Surprisingly, his touches in the box as a centre-forward for Zulte are lower than they are when he plays on the wing. He averages 2.44 touches in the box compared to the 2.63 as a winger. This is up from the 1.4 he averaged at Stoke last season. As the below formation graphic from the game against Mouscron-Péruwelz suggests, he is usually deployed just behind Larin, the striker mainly used as the one in the 4-2-3-1. Therefore, he would be expected to operate slightly deeper. Larin leads the league in most amount of shots, which would suggest that he is the one who finishes off attacks for Zulte.
For example, in this early season game against Genk, Berahino was playing as the second striker alongside Larin. Larin is playing as the focal point and is the furthest player forward for Zulte when this attack takes place. This helps Berahino, as Larin will occupy the two centre-backs while the Burundian can drift in the spaces in between the defence and midfield.
Playing in between the lines allows him to drift and then isolate players in a one on one situation. As a centre-forward, 50% of Berahino’s dribbles have been successful. This is higher than his success rate as a winger, highlighting his preference for dribbling against opposition players who operate in the central positions. Here he has isolated the defensive-midfielder with enough space either side to
attempt a dribble before help comes from the other defenders.

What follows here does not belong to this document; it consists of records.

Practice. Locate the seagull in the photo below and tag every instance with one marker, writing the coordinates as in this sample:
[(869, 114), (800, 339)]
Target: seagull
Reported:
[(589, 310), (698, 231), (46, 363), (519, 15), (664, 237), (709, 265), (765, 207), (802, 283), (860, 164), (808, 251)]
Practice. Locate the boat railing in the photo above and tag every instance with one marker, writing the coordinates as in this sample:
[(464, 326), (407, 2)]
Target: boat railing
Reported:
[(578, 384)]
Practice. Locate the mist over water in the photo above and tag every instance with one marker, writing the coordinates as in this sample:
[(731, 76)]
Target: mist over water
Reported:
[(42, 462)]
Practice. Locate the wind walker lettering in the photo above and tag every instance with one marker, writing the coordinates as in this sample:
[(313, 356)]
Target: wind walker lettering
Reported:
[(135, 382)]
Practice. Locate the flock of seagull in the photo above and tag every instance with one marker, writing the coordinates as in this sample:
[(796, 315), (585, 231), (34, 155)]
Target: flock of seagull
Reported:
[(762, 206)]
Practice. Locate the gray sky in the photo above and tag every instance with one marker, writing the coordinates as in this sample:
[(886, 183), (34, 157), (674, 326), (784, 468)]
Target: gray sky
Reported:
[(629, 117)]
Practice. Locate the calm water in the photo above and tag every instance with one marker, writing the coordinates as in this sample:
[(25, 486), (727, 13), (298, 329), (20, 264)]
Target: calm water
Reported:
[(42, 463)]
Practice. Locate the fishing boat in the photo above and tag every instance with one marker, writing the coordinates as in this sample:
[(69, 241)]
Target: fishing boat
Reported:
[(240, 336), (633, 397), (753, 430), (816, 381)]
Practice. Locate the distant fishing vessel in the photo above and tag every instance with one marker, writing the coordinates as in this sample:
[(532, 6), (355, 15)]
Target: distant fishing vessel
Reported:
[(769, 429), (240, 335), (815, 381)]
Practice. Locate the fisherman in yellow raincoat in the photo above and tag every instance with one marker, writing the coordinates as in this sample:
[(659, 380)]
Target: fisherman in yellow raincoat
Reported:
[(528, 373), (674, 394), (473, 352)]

Berahino’s dribbling ability allows him to go past the defender and open up just enough space to fire away a shot. Against centre-backs Berahino ha a 70.8% dribble success rate and an xG of 0.52, while against defensive midfielders he has a success rate of 85% and an xG of 0.34. He has attempted 44 dribbles against centre-backs and defensive-midfielders. By isolating the centre-back or defensive
midfielder in the way he has done in this clip, he has a high chance of succeeding in the dribble and in this situation getting a shot away.
So where is he most effective? Statistics would suggest that operating as a winger is better for Berahino as he has contributed more goals and assists when he starts in this position. He averages more shots from the wing, as he can operate in that in-between area that, as we have already seen, can cause an overload and confuse defenders. Perhaps we should consider him more of an inside forward than an out and out winger, especially when he lines up on the left as his natural instinct as a right-footed player is to cut in.
Versatility is a luxury that Zulte will be happy to exploit with Berahino. While he is more effective as a winger stat-wise, he has also scored goals from the centre forward position as he can operate in that in-between position. He is also able to match up against centre-backs and defensive-midfielders more often, who he prefers to isolate and dribble against.
Clearly, Berahino has not rediscovered the form that catapulted him to the spotlight of English football and led to his failed transfer to Spurs. However, since moving to Belgium he has certainly shown signs of improvement. He is involved in the play more, getting more minutes, scoring more goals and adding a couple of assists to his game. For Zulte, Berahino is proving a versatile player, able to play as a winger on either flank or as the second striker in a 4-4-2. The true test will be whether he can improve in all the areas we have analysed above next season.
Berahino has spoken about how he wants to return to England someday, clearly feeling that he has unfinished business and a point to prove. Spending a few good seasons in Belgium could be enough to earn him a return and a chance to prove the doubters wrong.